Saturday, November 12, 2011

AOW November 14

     Technology plays a role in nearly everything and it would seem, technology even has control in the kitchen.  With Thanksgiving quickly approaching, many people are trying out recipes and marking pages in their cookbooks.  However, it could be that the cookbooks we have used for years aren’t as informative and useful as once believed.  New cooking apps for the iPad are in many ways hinting that “books as kitchen tools are on the way out” (1).
      Julia Moskin has been a writer for the New York Times Dining Section since 2004.  She began writing about food in 1993 as a restaurant critic for the New York Press. She has co-authored nine cookbooks and has written for the magazines, Saveur and Metropolitan Home.

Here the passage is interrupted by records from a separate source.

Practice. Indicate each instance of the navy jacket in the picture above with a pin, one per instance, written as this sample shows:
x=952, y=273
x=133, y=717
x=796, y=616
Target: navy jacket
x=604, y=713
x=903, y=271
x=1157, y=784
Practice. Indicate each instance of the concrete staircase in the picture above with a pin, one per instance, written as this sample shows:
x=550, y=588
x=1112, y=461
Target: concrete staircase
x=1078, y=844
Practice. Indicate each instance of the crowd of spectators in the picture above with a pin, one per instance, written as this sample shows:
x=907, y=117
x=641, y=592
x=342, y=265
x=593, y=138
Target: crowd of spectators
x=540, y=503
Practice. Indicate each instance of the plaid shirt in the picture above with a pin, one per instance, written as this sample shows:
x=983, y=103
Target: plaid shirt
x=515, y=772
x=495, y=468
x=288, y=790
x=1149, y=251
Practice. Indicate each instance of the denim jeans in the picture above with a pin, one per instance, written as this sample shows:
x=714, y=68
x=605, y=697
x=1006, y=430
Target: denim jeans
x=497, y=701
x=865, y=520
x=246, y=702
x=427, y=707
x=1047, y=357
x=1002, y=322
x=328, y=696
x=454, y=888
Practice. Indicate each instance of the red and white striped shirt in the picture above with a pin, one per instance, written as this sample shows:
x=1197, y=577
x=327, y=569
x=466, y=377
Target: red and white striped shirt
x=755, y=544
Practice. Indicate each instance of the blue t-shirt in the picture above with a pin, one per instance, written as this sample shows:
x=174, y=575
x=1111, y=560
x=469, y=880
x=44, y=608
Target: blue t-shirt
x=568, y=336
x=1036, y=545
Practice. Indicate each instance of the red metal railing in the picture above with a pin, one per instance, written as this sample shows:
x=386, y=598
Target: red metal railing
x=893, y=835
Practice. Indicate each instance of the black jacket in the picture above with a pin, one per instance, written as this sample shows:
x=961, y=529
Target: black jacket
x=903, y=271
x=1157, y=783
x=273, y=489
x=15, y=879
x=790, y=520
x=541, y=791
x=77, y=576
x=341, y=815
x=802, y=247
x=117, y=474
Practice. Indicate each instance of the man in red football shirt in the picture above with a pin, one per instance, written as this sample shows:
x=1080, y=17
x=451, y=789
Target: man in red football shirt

     The piece was written in response to new cooking apps that are available for purchase.  The new apps include, Baking with Dorie, Jamie Oliver’s 20 Minute Meals and Professional Chef. These apps animate cooking instructions. The book The Geometry of Pasta has an app in which “motion is added to the mix”: pasta butterflies flutter into boiling water, the word “Parmesan” is itself grated into a bowl, and the word “prosciutto” is sliced into slivers (2). 
     The purpose of the piece was to not only inform the audience of all the new cooking apps available, but also show that slowly but surely, cookbooks could become a thing of the past.  It is reasonable to say that eventually everything becomes obsolete with new and advancing technology making almost all aspects of life easier and more efficient.
     The rhetorical devices used in this piece include an appeal to ethos, pathos and logos and also description.  Moskin established logos as well as pathos by quoting people who have used the app before. For example Bob Huntley said, “I struggled with getting the whole recipe downloaded into my head. I kept having to go back to the page, and the interface was so difficult to manage” (3).  Also,  “You can’t hear the onions sizzling in the pan, or how to move your knife through a salmon fillet, or see how to put your pasta machine back together in a book.”  By embedding these thoughts into the article, the audience can connect and relate to those same annoyances and struggles with using a cookbook and can see logically that using a cooking app is the best option.  Moskin also describes with much detail what these apps have the ability to do which establishes credibility.
       The audience intended to read this article are readers of the New York Times and also anyone interested in or just pondering the efficiency of the new cooking apps.
     The author did accomplish her purpose.  She used quotes from various sources, included detailed information but still made the article interesting and fun.  Maybe instead of a cookbook for mom’s Christmas gift, I’ll consider a cooking app instead!